Another example. Let’s say that a genealogy firm allows an insurer, through its HE analytics, to access the genetic records it holds about its subscribers. This would allow the insurer to personalise the claims settlement it is negotiating with any of that genealogy firm’s subscribers, based on that person’s genetic record. Surprised? Then read this recent post on this blog about this development. Again, this wouldn’t be against the Code on Genetic Testing and Insurance, agreed between the Association of British Insurers and the UK Government. Yet is this a development that we want to see take off? HE makes this much more likely, but is it something that really should happen?
Technology Always has Implications
It’s all very well seeing something like homomorphic encryption as a clever piece of digital technology, but like many other technologies, it comes wrapped up with all sorts of social, ethical and political implications. And insurers need to engage with those implications. Better to do so proactively, rather than defensively, after the reputation damage has been done.
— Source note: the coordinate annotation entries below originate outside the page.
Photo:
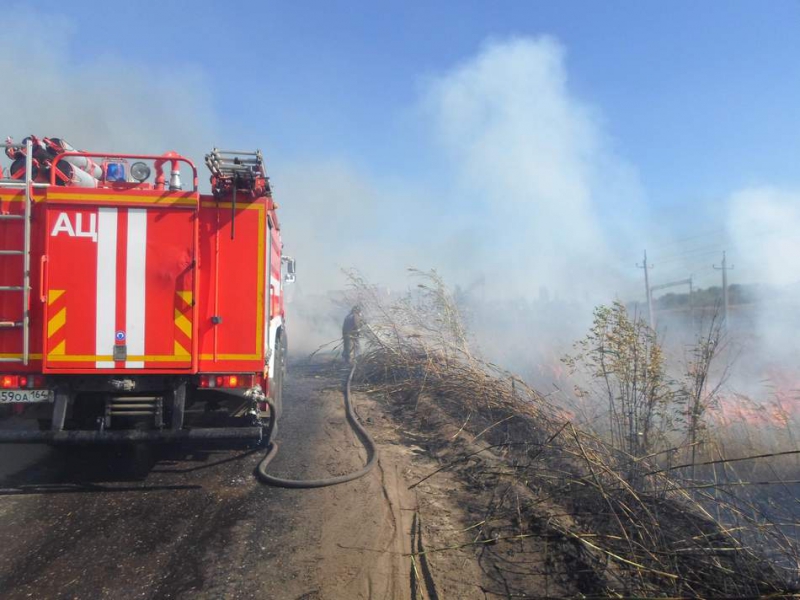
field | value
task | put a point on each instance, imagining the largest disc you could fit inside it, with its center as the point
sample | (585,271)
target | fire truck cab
(133,308)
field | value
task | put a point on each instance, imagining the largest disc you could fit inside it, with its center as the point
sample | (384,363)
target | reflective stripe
(135,285)
(106,283)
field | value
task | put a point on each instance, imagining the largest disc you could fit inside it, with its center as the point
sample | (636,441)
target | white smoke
(109,103)
(534,169)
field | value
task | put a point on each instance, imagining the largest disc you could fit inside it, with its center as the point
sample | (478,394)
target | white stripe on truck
(106,283)
(135,282)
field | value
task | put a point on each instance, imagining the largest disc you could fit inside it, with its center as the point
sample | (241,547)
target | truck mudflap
(130,436)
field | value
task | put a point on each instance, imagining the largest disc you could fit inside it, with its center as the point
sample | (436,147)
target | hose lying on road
(352,419)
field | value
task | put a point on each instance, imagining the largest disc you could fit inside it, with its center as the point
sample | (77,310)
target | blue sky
(698,99)
(701,96)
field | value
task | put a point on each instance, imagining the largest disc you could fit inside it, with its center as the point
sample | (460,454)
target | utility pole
(650,311)
(724,268)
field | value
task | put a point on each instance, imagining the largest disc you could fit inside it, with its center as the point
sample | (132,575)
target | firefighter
(351,332)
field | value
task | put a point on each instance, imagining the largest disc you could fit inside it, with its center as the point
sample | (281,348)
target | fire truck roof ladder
(232,170)
(25,289)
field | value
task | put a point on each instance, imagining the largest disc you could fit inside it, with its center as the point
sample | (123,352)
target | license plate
(9,396)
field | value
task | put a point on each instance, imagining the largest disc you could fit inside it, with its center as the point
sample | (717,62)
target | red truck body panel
(157,273)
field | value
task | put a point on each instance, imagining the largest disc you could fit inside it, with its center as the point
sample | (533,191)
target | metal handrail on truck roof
(158,161)
(28,184)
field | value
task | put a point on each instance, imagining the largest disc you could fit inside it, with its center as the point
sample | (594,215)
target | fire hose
(356,426)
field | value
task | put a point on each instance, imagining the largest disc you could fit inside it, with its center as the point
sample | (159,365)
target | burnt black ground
(169,522)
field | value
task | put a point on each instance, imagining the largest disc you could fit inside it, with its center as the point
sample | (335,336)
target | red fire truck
(133,308)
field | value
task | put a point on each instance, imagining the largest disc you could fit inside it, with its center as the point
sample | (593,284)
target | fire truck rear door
(118,288)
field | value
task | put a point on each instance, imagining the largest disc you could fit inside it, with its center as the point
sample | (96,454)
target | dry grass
(644,532)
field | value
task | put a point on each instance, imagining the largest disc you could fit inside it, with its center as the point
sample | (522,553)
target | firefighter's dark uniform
(351,331)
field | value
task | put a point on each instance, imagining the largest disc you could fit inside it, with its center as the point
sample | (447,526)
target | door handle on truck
(42,295)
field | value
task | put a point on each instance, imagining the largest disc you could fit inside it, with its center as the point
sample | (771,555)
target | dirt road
(101,523)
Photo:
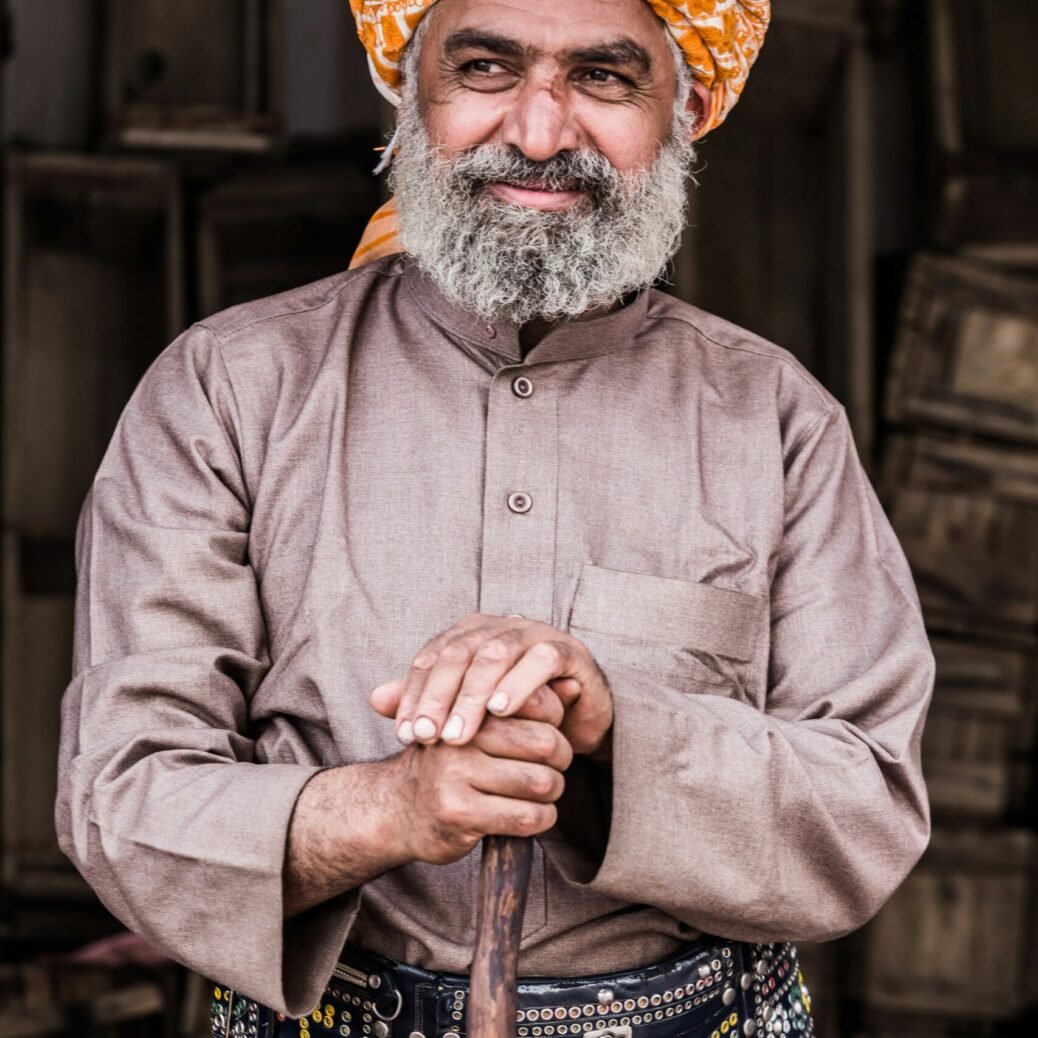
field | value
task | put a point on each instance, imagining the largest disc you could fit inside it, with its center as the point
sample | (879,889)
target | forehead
(554,26)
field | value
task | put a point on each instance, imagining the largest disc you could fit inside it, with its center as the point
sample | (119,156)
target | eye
(483,66)
(603,76)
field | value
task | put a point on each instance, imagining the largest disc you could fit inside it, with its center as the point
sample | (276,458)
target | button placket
(521,467)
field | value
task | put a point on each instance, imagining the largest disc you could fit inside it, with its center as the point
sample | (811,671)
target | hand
(496,663)
(503,781)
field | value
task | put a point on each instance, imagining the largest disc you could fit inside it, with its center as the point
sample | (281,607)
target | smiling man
(487,536)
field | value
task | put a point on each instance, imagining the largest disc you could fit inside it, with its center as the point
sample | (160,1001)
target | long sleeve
(162,802)
(796,816)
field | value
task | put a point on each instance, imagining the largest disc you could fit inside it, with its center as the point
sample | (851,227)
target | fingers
(385,699)
(545,706)
(520,780)
(451,680)
(519,739)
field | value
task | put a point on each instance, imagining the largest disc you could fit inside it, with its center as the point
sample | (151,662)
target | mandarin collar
(567,340)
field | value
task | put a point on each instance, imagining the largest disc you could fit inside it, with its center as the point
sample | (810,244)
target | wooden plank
(955,939)
(966,515)
(267,231)
(991,214)
(966,353)
(93,291)
(980,731)
(193,74)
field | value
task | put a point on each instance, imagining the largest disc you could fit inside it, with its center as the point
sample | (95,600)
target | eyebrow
(617,52)
(620,52)
(484,41)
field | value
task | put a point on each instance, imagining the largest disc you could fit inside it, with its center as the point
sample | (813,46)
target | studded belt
(712,988)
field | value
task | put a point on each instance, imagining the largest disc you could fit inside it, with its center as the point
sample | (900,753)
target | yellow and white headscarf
(720,41)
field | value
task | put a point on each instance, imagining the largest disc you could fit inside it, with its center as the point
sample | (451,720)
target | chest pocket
(683,633)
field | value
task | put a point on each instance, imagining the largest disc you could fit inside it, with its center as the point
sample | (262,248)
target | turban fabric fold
(719,38)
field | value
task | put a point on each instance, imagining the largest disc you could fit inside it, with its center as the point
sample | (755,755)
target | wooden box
(277,228)
(781,220)
(957,939)
(193,73)
(966,354)
(990,213)
(966,515)
(979,734)
(92,293)
(982,74)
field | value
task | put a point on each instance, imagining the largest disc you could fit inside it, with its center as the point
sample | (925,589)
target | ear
(701,105)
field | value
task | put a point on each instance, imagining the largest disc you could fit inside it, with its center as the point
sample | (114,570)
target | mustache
(568,170)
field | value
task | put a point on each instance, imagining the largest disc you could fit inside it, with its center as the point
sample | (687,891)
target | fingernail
(425,729)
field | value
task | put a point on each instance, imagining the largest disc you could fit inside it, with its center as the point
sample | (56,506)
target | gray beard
(501,261)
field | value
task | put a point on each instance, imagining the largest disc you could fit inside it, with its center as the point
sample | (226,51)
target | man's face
(543,149)
(544,77)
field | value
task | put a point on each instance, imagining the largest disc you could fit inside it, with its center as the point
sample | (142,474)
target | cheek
(456,127)
(630,143)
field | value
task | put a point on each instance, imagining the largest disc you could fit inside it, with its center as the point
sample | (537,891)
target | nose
(540,123)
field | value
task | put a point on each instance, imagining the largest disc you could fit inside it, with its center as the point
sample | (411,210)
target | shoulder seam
(789,361)
(287,312)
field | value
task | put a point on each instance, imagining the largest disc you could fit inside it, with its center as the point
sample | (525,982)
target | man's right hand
(506,781)
(428,803)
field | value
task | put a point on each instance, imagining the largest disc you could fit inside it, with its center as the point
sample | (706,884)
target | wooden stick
(503,880)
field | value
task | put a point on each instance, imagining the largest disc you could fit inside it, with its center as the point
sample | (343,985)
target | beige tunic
(305,489)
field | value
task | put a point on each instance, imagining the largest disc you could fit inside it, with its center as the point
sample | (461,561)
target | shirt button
(520,503)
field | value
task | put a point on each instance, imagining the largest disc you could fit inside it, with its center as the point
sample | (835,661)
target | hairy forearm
(344,831)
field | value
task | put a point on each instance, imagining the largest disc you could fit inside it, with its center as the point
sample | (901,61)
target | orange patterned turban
(720,41)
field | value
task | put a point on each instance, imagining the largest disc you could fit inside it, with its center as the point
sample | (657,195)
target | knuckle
(544,742)
(540,783)
(455,652)
(496,649)
(549,652)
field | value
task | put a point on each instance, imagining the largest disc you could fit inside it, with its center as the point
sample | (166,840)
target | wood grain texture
(503,881)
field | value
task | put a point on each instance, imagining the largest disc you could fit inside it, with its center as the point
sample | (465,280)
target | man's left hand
(497,662)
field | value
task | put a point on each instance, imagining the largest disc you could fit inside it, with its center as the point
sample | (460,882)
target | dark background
(871,205)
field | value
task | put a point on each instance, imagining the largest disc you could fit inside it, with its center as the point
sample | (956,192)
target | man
(609,565)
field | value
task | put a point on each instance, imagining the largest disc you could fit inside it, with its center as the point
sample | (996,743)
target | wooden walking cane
(503,880)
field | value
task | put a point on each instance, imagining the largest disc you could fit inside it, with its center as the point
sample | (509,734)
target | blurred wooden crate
(93,291)
(966,354)
(980,732)
(957,939)
(989,212)
(982,75)
(966,515)
(271,229)
(193,74)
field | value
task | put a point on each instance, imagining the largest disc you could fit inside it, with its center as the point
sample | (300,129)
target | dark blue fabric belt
(712,988)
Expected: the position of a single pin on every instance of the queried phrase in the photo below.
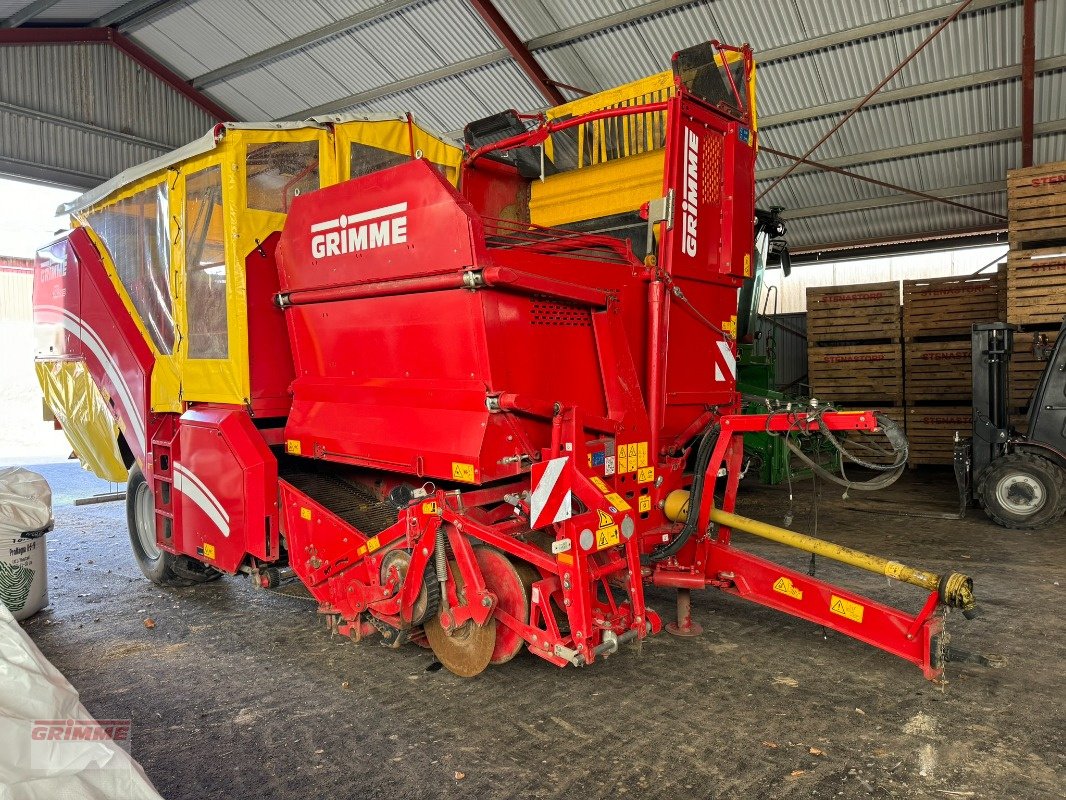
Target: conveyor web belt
(352, 502)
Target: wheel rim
(145, 509)
(1020, 494)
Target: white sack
(26, 501)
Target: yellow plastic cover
(78, 404)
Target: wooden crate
(856, 374)
(1036, 205)
(931, 431)
(947, 307)
(1036, 286)
(852, 314)
(1026, 370)
(938, 372)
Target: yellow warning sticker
(845, 608)
(894, 569)
(785, 586)
(463, 472)
(607, 537)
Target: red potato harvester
(512, 389)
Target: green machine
(757, 362)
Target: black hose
(704, 453)
(889, 474)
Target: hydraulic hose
(704, 453)
(889, 474)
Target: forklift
(1019, 479)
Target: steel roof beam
(119, 42)
(807, 254)
(37, 173)
(1028, 79)
(502, 30)
(647, 10)
(83, 127)
(884, 81)
(979, 236)
(133, 13)
(311, 37)
(883, 184)
(894, 200)
(953, 143)
(28, 13)
(911, 93)
(867, 31)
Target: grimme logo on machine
(690, 204)
(378, 227)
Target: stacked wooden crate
(853, 345)
(938, 315)
(1036, 271)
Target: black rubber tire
(160, 568)
(1023, 467)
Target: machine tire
(159, 566)
(1029, 478)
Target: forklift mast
(992, 345)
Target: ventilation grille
(555, 314)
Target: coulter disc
(502, 578)
(469, 649)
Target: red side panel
(270, 354)
(78, 314)
(708, 254)
(225, 483)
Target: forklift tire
(1022, 491)
(161, 568)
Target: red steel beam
(1028, 79)
(895, 70)
(119, 42)
(518, 50)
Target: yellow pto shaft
(954, 589)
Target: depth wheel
(1023, 491)
(469, 648)
(161, 568)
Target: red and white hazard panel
(551, 500)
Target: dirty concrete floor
(238, 692)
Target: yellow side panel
(397, 136)
(79, 406)
(601, 190)
(615, 96)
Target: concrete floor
(238, 692)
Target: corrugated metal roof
(103, 96)
(817, 58)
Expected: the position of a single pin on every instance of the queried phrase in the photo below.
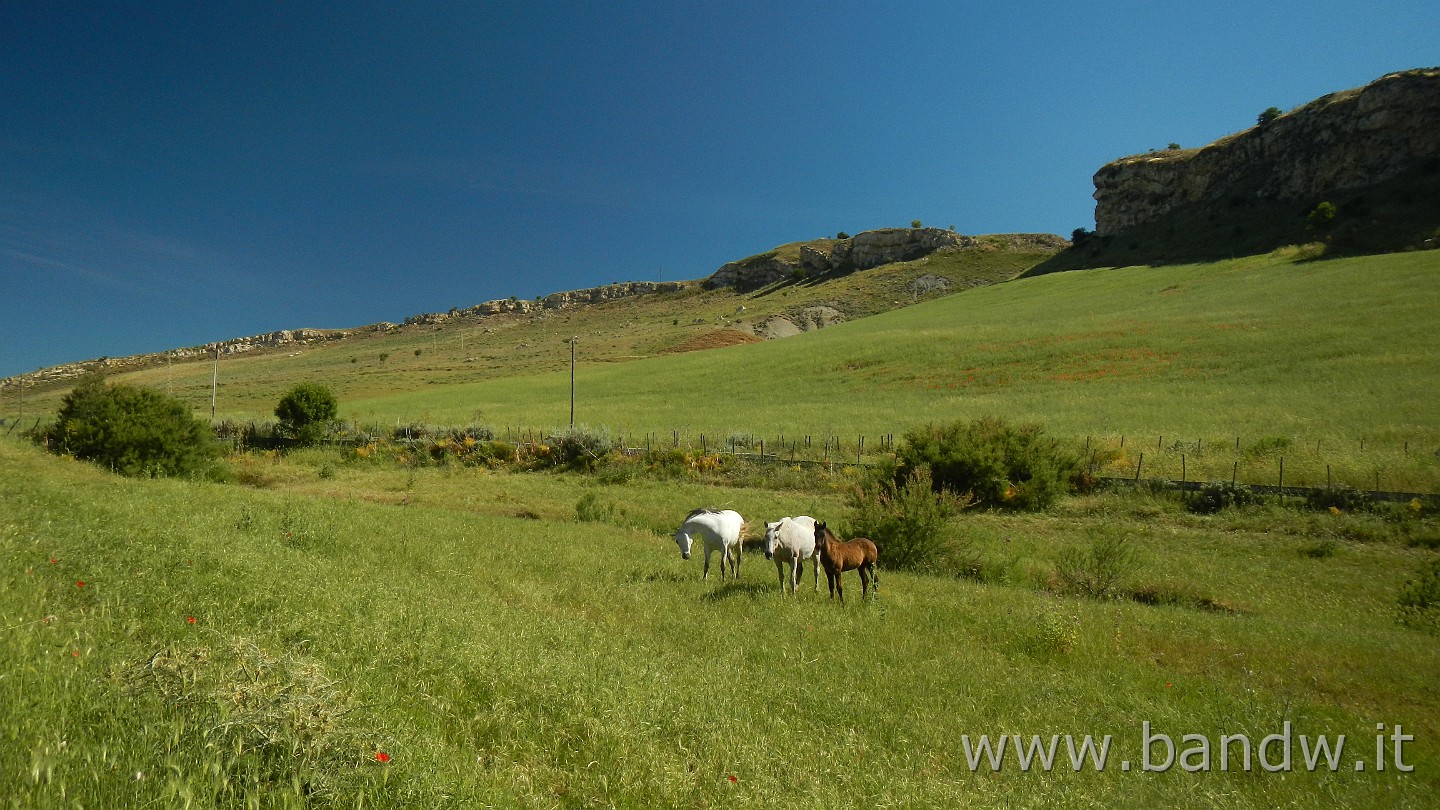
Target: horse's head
(772, 538)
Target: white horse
(720, 531)
(789, 542)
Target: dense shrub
(1221, 495)
(1100, 568)
(579, 447)
(1339, 496)
(909, 522)
(306, 412)
(995, 463)
(134, 431)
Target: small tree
(1322, 216)
(134, 431)
(306, 411)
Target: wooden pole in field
(573, 337)
(215, 381)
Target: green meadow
(1328, 363)
(334, 630)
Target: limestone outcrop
(1337, 144)
(861, 251)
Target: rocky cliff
(1373, 152)
(861, 251)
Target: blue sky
(176, 173)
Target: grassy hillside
(422, 356)
(1213, 371)
(329, 642)
(1322, 362)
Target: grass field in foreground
(354, 647)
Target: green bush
(1098, 570)
(1221, 495)
(306, 412)
(134, 431)
(995, 463)
(1339, 496)
(579, 447)
(909, 522)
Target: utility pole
(573, 337)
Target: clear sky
(174, 172)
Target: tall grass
(356, 646)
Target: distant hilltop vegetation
(799, 260)
(1373, 154)
(863, 251)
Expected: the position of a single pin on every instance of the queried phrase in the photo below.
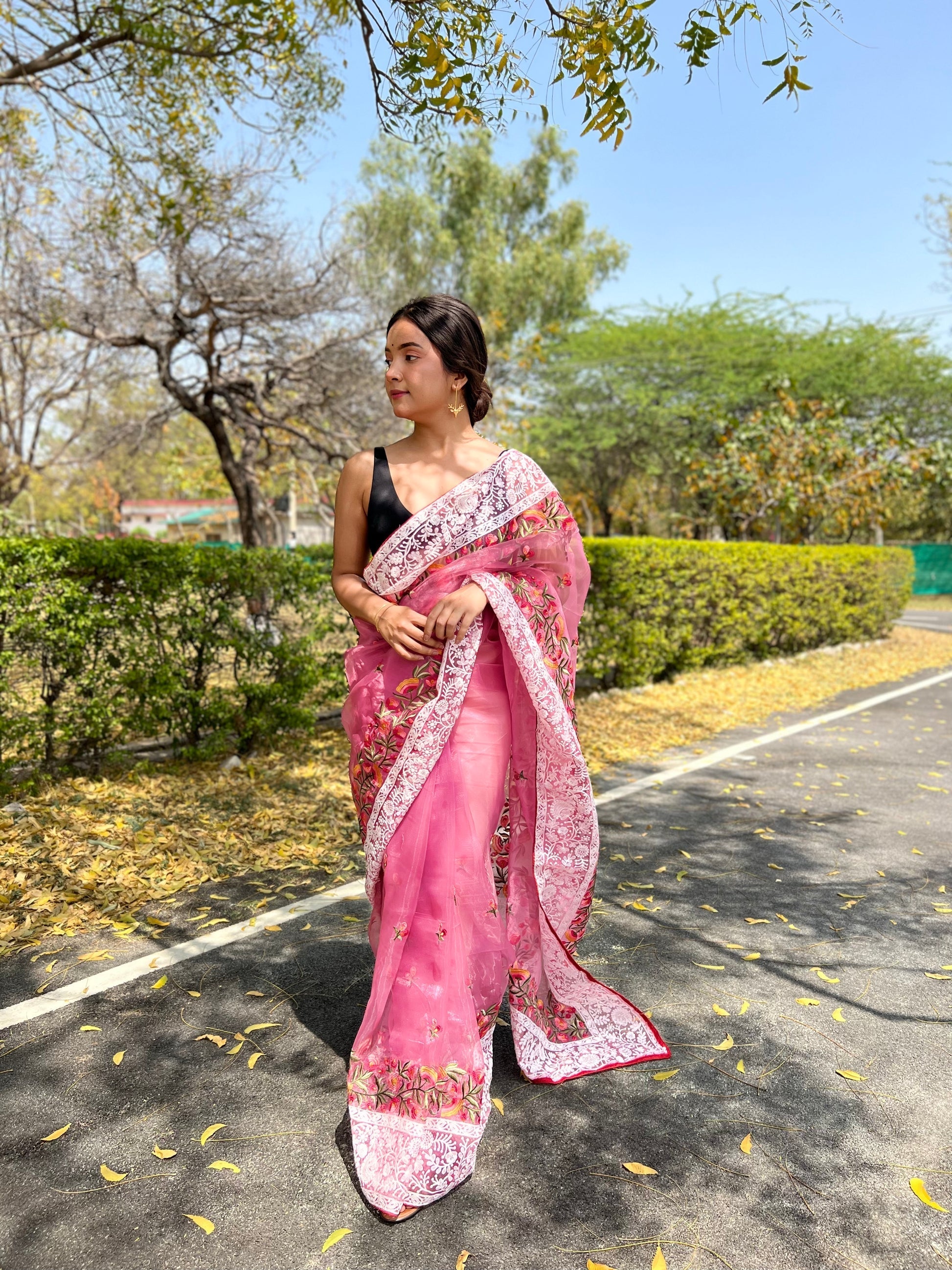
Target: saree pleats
(481, 837)
(422, 1061)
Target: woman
(471, 789)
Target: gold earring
(456, 404)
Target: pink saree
(480, 835)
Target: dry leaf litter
(89, 854)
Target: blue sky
(710, 186)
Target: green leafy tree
(620, 400)
(803, 468)
(452, 219)
(146, 78)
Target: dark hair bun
(455, 330)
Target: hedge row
(102, 643)
(659, 606)
(106, 642)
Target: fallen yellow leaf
(918, 1188)
(201, 1221)
(334, 1237)
(56, 1133)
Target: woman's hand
(404, 630)
(453, 615)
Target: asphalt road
(927, 619)
(844, 831)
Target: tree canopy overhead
(452, 219)
(148, 78)
(622, 403)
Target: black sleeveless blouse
(385, 512)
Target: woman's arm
(400, 626)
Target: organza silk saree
(480, 835)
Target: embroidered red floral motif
(415, 1091)
(556, 1020)
(387, 733)
(499, 851)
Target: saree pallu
(480, 835)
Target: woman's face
(417, 381)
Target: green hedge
(106, 642)
(103, 643)
(659, 606)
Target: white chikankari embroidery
(477, 506)
(422, 747)
(413, 1162)
(565, 860)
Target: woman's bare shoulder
(358, 469)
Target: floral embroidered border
(476, 507)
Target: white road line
(149, 964)
(155, 962)
(770, 738)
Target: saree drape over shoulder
(480, 835)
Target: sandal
(402, 1216)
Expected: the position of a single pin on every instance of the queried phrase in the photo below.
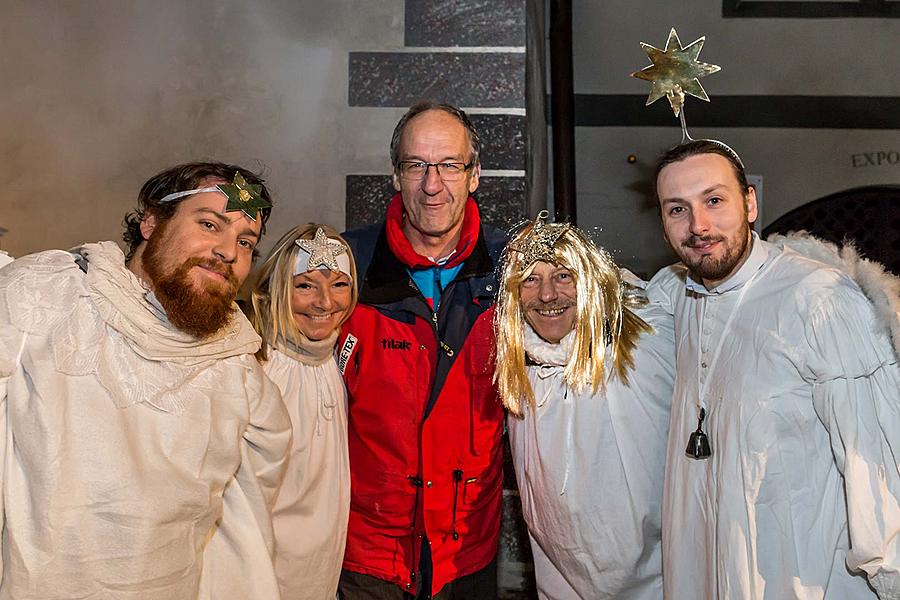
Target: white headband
(177, 195)
(322, 252)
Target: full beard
(708, 268)
(200, 313)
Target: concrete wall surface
(98, 95)
(765, 58)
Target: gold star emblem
(322, 251)
(538, 244)
(675, 71)
(243, 196)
The big message here is simple: don’t let neat technical fixes trick you into thinking that problems have gone away. As I emphasise with clients I’m helping to assess ethical risks, the scope you give to those problems will define what in return you see.
Take that earlier reference to a ‘data ethics landscape’. If you only see what’s ahead of you, you will fail to see the storm coming in from the side that will turn your planned route into a dangerous dead end. Privacy is part of every insurer’s data ethics landscape, but there are other parts too. Push down on one, and you may find others rearing up.
Am I suggesting that you question what your privacy lawyer tells you? Not at all. I’m saying that privacy lawyers see privacy really well, but see other things less well. A good navigator of that data ethics landscape needs multiple skills: privacy is just one of them.
Some Points to Remember
To conclude. When it comes to clever analytical tools like homomorphic encryption, insurers should remember…
- ..that privacy impact assessments answer one question, not all of them;
- ..to conduct wider, ethical impact assessments as part of their due diligence process;
- ..that a genuine and properly used customer voice can help open up those other ethical issues;
- ..that the regulator could well be monitoring those data partnerships and expecting the executives named on SMCR responsibility maps to be asking the right questions.